I would like to compare the GCC builtin function memcpy versus the one one from libc. However, all iterations of -fno-builtin or -fno-builtin-memcpy seem to be ignored.
//g++ -O3 foo.cpp -S or
//g++ -O3 -fno-builtin foo.cpp -S
#include <string.h>
int main() {
volatile int n = 1000;
//int n = 1000;
float *x = new float[1000];
float *y = new float[1000];
memcpy(y,x,sizeof(float)*n);
//__builtin_memcpy(y,x,sizeof(float)*n);
}
What I have found is that if n in the source code above is not volatile then it inlines built-in code. However, when n is made volatile then it calls the function __memcpy_chk which is a version of memcpy with buffer overflow checking. If n is volatile and I instead call __builtin_memcpy then it calls memcpy.

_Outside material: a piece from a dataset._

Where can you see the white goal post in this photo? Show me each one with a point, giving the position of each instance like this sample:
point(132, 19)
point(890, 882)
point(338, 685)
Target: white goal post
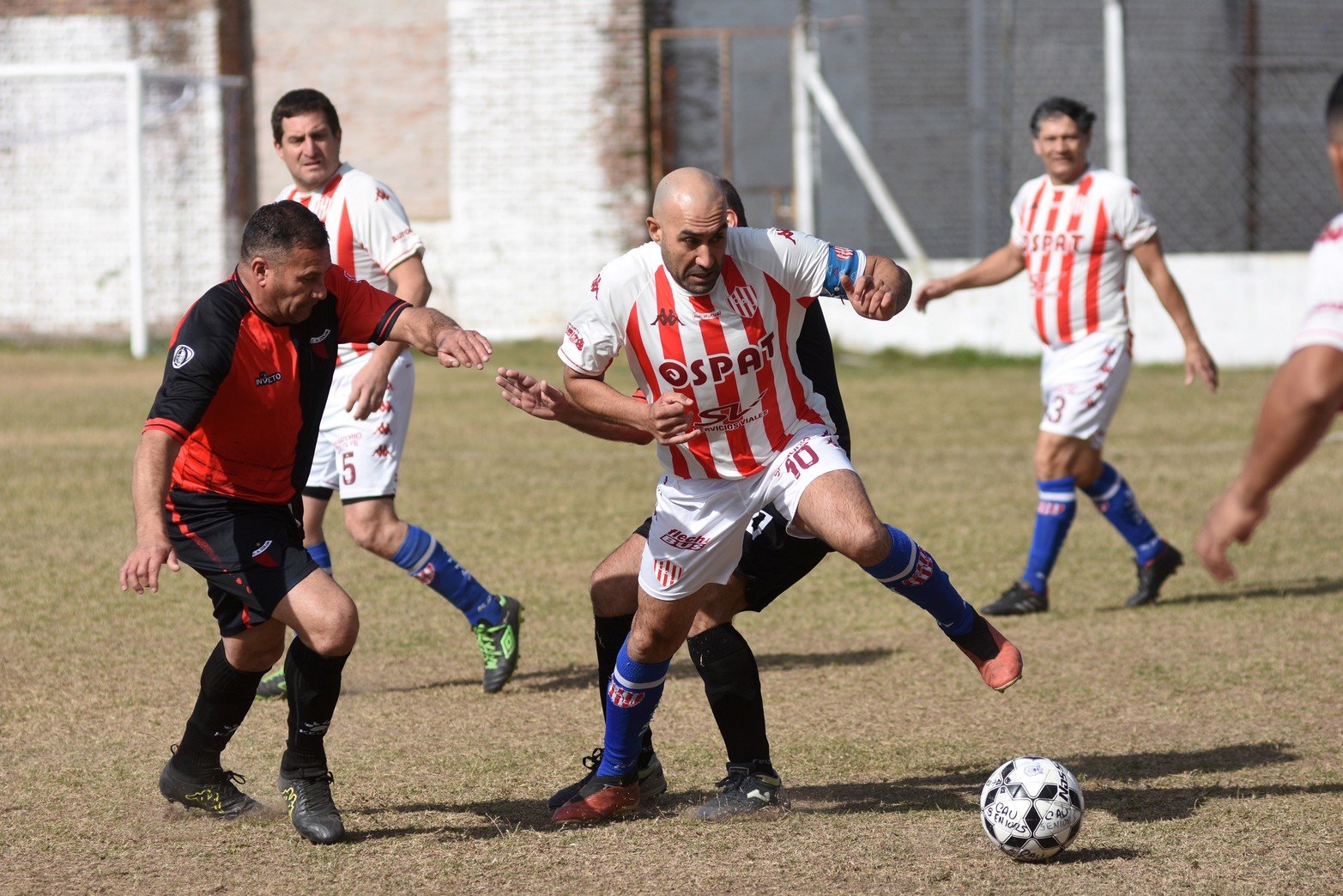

So my conclusion so far is that the builtin code is only generated if n is known at compile time and that -fno-builtin is useless. I'm using GCC 4.8.2.
Is -fno-builtin obsolete? Is there a way to make GCC call memcpy from the C library even when n is known at compile time?
-fno-builtin and -fno-builtin-memcpy both have the effect you expected with gcc 4.9.1. This is probably just a bug in gcc 4.8.2; this particular combination of options is not widely used. -ffreestanding is a related switch that may have the effect you want with 4.8.2.
Note that the compiler is within its rights to optimize your program down to
int main() { return 0; }
when invoked without -fno-builtin(-memcpy) or -ffreestanding, even when n is volatile, as it can (in principle) prove that the program as a whole either has no observable side effects, or its behavior is undefined. (When n is not volatile, there cannot be UB; the UB happens if n is outside the range [0, 1000] when read, and volatile tells the compiler it can't assume n has the value written to it by the program.)